Understanding Roman Numerals
By Stephen Bucaro
Roman numerals are a number system that was used in ancient Rome. The system is
still used today for things like the numbering of some annual sport events, like
the Super Bowl, and movie publication dates (so you can't easily see how old the movie is).
The Roman numeral system uses the following symbols.
I = 1
V = 5
X = 10
L = 50
C = 100
D = 500
M = 1000
To create a number, you simply start with the symbol that has the largest value
that will fit into that number. Then to the right of that symbol, write a symbol
that has the largest value that will fit into the remainder. Keep adding symbols
of lesser value to the right until there is no remainder. Examples of some numbers
expressed in Roman numerals are shown below.
X = 10
XI = 11
XII = 12
XIII = 13
After the number XIII the rule "don't write a symbol 4 times" prevents you from
writing the number 14 as XIIII. Instead you write a symbol that has the next
largest value, and use subtraction, as shown below.
XIV = 14
Then we can resume our count, as shown below.
XV = 15
XVI = 16
XVII = 17
XVIII = 18
After the number XVIII, again the rule "don't write a symbol 4 times" prevents
you from writing the number 19 as XVIIII. Instead you would write the number 19
as shown below.
XIX = 19
Then we can resume our count, as shown below.
XX = 20
The Roman numeral system is quite easy to use once you understand how it works.

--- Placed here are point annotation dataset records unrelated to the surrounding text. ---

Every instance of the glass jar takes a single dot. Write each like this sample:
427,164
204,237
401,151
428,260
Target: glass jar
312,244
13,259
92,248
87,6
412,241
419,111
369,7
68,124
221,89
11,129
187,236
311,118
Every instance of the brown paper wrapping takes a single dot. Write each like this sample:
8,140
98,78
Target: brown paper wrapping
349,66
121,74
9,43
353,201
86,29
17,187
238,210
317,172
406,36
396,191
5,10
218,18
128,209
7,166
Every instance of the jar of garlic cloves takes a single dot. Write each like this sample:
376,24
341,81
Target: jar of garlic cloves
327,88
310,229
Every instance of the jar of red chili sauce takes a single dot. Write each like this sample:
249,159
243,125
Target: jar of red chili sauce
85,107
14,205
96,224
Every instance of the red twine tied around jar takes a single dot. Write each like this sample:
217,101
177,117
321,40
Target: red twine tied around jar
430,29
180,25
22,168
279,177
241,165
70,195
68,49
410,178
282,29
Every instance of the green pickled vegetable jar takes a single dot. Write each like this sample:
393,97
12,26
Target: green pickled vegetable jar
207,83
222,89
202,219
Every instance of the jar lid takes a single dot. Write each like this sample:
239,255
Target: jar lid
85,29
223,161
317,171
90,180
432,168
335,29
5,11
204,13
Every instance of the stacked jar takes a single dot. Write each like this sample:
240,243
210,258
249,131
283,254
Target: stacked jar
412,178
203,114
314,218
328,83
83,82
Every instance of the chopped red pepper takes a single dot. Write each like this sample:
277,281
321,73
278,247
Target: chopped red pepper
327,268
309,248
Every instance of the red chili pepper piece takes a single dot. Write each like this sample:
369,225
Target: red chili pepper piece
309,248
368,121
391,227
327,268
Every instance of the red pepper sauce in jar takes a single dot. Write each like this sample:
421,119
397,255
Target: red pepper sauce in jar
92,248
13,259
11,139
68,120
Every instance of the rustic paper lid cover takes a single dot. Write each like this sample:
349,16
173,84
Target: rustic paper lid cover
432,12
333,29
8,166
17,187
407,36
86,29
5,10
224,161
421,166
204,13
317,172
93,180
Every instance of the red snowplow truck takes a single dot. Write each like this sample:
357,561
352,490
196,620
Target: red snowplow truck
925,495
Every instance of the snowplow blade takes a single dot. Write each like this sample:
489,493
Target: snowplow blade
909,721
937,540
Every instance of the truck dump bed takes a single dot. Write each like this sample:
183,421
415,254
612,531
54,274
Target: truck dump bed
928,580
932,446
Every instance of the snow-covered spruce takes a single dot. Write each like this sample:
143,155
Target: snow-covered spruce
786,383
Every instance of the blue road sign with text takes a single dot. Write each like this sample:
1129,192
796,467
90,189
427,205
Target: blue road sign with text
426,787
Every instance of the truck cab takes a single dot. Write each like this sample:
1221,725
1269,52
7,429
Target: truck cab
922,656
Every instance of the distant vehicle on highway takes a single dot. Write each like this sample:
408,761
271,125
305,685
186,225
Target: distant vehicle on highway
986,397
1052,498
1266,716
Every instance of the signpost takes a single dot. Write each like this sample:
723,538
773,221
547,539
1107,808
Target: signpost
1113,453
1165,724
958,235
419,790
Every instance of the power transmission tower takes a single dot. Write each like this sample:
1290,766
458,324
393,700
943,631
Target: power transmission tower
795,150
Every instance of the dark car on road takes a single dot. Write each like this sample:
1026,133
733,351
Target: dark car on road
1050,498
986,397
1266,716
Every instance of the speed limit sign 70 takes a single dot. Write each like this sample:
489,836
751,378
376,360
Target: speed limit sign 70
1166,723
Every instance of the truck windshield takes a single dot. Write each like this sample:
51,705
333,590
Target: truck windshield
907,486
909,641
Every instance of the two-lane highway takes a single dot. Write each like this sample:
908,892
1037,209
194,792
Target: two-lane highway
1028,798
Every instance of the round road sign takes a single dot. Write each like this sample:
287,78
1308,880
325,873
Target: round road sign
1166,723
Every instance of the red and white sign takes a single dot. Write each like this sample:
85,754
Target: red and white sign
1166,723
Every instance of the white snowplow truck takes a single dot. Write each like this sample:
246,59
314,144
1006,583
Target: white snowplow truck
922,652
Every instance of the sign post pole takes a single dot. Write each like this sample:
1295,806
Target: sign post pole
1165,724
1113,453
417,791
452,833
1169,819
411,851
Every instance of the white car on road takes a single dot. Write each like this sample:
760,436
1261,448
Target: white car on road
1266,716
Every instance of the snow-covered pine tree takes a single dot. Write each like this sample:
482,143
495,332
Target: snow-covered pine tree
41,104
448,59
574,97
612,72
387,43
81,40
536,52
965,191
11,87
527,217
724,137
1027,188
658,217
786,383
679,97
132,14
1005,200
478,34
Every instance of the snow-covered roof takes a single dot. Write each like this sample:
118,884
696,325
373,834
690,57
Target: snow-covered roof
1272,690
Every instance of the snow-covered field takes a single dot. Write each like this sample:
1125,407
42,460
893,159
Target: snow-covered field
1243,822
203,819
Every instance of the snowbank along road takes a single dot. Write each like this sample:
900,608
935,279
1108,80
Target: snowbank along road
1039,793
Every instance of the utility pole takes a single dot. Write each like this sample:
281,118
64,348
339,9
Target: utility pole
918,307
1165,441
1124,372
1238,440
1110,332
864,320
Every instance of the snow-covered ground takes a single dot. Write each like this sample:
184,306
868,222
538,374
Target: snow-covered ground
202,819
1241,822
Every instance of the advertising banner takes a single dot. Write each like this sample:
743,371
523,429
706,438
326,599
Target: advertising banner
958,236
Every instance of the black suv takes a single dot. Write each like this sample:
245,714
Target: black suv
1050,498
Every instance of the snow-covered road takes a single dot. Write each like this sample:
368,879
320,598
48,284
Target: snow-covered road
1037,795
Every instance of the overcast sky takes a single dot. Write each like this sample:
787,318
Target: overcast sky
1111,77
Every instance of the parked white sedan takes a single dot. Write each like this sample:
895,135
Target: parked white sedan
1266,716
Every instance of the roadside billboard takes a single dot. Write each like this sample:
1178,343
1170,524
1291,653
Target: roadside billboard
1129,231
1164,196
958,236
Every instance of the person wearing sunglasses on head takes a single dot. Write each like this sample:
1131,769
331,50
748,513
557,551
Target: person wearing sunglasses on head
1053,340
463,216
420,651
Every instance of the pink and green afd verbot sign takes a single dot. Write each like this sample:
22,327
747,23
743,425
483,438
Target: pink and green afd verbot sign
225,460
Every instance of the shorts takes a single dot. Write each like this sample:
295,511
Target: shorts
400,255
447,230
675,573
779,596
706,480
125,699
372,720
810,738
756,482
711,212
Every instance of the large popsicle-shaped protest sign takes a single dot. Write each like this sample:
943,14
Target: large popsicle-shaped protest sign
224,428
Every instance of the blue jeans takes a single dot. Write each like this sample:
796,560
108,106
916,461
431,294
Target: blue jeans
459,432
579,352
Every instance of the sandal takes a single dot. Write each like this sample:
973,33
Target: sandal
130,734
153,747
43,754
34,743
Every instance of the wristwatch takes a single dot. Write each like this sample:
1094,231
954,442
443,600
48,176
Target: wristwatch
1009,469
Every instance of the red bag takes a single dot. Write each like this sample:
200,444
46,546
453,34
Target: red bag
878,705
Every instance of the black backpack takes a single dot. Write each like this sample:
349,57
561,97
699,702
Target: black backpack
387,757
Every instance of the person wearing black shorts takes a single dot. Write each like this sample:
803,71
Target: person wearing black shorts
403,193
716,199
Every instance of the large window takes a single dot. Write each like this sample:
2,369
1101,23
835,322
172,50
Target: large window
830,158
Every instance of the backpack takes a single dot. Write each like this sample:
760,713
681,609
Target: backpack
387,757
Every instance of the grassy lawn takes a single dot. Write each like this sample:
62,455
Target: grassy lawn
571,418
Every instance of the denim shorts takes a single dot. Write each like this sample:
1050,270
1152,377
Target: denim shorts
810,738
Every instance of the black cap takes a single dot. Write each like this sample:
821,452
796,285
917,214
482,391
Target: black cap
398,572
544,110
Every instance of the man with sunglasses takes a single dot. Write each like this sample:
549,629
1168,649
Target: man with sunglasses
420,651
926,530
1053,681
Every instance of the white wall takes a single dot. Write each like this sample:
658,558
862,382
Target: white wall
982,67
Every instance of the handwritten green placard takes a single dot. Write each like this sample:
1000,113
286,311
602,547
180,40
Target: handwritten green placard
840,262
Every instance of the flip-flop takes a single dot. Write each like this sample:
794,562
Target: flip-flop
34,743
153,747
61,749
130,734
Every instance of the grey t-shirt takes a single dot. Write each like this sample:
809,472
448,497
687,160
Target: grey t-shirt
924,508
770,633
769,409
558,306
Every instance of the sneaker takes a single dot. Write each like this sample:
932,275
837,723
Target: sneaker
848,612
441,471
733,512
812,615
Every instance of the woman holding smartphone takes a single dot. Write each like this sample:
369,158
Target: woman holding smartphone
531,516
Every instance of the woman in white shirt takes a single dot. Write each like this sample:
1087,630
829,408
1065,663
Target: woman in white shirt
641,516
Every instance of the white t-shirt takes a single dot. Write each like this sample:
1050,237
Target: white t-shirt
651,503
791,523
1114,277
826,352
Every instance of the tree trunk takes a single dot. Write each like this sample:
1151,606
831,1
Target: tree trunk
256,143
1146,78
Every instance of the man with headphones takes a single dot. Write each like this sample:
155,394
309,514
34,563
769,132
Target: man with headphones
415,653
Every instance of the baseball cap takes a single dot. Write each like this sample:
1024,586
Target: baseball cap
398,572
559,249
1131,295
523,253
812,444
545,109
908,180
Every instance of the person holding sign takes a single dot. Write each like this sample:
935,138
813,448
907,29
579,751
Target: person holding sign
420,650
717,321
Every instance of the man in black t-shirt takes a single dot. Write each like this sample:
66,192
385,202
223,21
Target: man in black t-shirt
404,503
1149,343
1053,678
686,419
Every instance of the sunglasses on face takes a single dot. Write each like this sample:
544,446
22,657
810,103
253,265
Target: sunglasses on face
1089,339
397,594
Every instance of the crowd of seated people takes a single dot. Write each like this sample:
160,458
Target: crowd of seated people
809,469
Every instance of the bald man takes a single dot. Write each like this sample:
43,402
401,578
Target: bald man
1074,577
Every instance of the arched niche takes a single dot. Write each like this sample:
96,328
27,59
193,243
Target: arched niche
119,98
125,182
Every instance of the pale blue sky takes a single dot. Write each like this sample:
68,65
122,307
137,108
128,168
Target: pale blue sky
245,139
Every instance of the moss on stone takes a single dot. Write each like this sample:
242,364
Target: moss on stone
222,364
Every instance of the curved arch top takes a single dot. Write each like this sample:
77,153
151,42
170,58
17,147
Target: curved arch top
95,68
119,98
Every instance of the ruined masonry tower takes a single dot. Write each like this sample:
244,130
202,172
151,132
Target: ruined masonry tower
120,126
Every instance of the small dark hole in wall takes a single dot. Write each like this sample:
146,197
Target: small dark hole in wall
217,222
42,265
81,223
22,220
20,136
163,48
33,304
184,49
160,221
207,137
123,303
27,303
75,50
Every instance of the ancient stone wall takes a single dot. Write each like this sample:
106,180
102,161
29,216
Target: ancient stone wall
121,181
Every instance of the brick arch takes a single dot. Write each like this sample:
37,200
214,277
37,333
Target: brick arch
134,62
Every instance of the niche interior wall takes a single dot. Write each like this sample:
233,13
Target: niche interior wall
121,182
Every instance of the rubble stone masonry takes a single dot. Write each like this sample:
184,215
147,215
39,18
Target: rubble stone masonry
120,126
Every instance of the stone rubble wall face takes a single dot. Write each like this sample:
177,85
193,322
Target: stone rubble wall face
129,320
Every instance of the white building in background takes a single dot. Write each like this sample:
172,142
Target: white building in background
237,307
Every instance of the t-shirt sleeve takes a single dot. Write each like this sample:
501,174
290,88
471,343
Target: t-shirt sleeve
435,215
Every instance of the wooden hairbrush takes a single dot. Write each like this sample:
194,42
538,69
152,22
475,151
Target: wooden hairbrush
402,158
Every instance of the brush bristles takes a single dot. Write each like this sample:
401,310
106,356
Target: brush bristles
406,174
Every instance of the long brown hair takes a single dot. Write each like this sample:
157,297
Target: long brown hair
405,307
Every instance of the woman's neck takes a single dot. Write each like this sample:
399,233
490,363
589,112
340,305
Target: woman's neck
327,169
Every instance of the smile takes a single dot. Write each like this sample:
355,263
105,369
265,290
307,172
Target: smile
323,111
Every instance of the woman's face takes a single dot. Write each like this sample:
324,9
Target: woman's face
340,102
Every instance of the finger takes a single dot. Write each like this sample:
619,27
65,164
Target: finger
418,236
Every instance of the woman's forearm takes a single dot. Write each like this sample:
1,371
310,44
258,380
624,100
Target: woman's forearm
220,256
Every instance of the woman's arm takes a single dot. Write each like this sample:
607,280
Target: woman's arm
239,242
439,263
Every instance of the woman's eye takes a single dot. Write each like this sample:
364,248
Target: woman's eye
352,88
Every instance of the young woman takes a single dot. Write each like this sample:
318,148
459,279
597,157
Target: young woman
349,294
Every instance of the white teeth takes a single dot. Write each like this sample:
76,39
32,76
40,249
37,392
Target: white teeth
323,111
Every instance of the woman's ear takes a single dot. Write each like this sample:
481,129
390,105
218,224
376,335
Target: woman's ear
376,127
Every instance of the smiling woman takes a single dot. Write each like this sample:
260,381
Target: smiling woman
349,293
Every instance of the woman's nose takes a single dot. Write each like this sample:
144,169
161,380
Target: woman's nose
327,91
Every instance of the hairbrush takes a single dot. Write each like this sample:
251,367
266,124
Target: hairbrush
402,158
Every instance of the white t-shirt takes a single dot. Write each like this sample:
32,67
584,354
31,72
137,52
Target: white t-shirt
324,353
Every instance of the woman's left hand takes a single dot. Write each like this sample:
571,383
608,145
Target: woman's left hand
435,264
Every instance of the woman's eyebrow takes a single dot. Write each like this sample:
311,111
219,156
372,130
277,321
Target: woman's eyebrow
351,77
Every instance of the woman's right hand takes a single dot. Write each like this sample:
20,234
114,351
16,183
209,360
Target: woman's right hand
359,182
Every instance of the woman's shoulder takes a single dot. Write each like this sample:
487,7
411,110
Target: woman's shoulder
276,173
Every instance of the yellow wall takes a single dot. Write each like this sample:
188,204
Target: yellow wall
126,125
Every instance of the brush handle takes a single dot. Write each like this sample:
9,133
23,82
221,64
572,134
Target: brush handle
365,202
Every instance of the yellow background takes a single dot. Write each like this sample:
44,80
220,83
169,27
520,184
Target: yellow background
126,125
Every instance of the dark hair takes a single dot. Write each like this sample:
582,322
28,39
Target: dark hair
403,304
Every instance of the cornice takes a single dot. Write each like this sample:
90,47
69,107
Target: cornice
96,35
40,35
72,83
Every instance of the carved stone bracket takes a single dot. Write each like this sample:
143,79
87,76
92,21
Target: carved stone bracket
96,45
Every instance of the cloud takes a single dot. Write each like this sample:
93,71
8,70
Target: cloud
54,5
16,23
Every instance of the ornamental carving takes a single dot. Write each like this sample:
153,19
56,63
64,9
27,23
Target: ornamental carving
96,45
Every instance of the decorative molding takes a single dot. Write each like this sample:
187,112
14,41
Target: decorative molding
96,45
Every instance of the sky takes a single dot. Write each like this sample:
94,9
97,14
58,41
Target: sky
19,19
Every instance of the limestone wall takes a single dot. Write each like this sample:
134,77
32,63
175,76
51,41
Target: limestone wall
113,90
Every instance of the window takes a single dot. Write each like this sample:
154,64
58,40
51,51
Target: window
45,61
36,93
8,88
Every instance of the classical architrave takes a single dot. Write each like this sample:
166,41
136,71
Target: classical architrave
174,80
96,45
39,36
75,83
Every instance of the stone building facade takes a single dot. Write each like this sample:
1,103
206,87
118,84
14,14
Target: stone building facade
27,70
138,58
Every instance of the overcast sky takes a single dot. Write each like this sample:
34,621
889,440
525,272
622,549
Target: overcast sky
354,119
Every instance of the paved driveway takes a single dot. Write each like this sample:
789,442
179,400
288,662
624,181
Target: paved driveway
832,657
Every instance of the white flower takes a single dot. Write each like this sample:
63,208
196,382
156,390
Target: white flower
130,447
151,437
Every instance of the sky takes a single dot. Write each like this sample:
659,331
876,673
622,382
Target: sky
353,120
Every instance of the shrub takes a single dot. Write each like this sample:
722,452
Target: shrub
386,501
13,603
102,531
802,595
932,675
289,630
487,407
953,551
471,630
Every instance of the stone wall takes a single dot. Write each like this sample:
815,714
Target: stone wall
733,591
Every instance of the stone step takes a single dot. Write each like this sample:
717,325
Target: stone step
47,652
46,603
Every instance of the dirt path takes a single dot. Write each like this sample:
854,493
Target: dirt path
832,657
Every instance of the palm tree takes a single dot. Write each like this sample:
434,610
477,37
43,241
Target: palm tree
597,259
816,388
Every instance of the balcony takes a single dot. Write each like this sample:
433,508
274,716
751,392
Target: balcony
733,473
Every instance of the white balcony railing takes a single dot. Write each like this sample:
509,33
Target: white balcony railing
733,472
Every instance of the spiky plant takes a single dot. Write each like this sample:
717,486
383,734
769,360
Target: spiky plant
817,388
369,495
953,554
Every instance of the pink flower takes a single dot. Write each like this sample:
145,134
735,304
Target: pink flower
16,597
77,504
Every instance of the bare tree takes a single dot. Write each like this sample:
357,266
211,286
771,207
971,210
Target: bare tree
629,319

Below is an inscription on Admiralty Arch, London.
MDCCCCX
Note that this number violates the rule "don't write a symbol 4 times" rule.
In this case it would be difficult or impossible to avoid writing the symbol
C four times. But it's still quite obvious that the numeral translates to 1910.
MMVIII
Above is the Roman numeral for the number 2008. Note that the ancient Romans
didn't have a symbol for zero. When you come to think of it, having a symbol
to represent nothing in counting and mathematics is quite an amazing concept.